Standard & Poor’s Ratings Services reacted to Swiss Re’s announcement that it was writing down CHF1.2 billion ($1 billion) (See IJ web site Nov. 19) with a show of support. S&P said its counterparty credit and insurer financial strength ratings and outlook on Swiss Re, currently ‘AA-‘ and ‘A-1+’ /stable, “are unaffected” by the write down.
S&P explained that the two transactions “effectively provided protection against a fall in the market value of the reference asset portfolio, which included both subprime mortgage-related instruments and related CDOs. The mark-to-market adjustment follows the recent turmoil in debt markets, and its magnitude has been exacerbated by the illiquidity currently seen for these instruments in the secondary market.”
S&P admitted that loss had been “unexpected.” However, “despite its magnitude,” the rating agency said it “does not believe it is appropriate to take any negative ratings action at the present time, for the following reasons:
— The loss falls within the group’s articulated tolerance for credit risk.

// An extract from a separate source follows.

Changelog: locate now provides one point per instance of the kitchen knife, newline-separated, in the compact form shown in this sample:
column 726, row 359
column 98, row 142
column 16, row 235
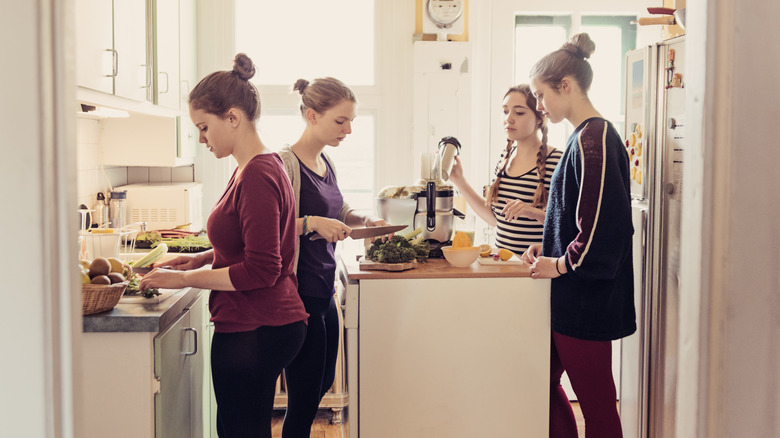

Consequently, S&P has not seen fit to lower its current “strong” assessment of the group’s enterprise risk management (ERM) capabilities.
— S&P considers the loss to be manageable in the context of the group’s very strong underlying earnings for the year to date. The reported loss (after tax) represents about 25 percent of the group’s reported net profit after tax for the nine months ended Sept. 30, 2007. Consequently, the group is still expected to meet its 13 percent target ROE for the year. As a result, Standard & Poor’s does not view this to be a capital event.
“The asset-valuation approach adopted by Swiss Re when deriving its mark-to-market adjustment appears conservative, so no further material adverse development is expected over the medium term,” S&P noted. “However, further adverse development causing the group’s aggregate mark-to-market loss to exceed its stated tolerance for credit risk would likely cause the ERM assessment to be revised to ‘adequate,’ which would place downward pressure on the ratings.”
S&P also indicated that it “expects that Swiss Re will look to revise some of its risk limits and processes in light of its renewed focus on more closely managing the volatility of its earnings going forward, which has been high relative to the ratings level over time.”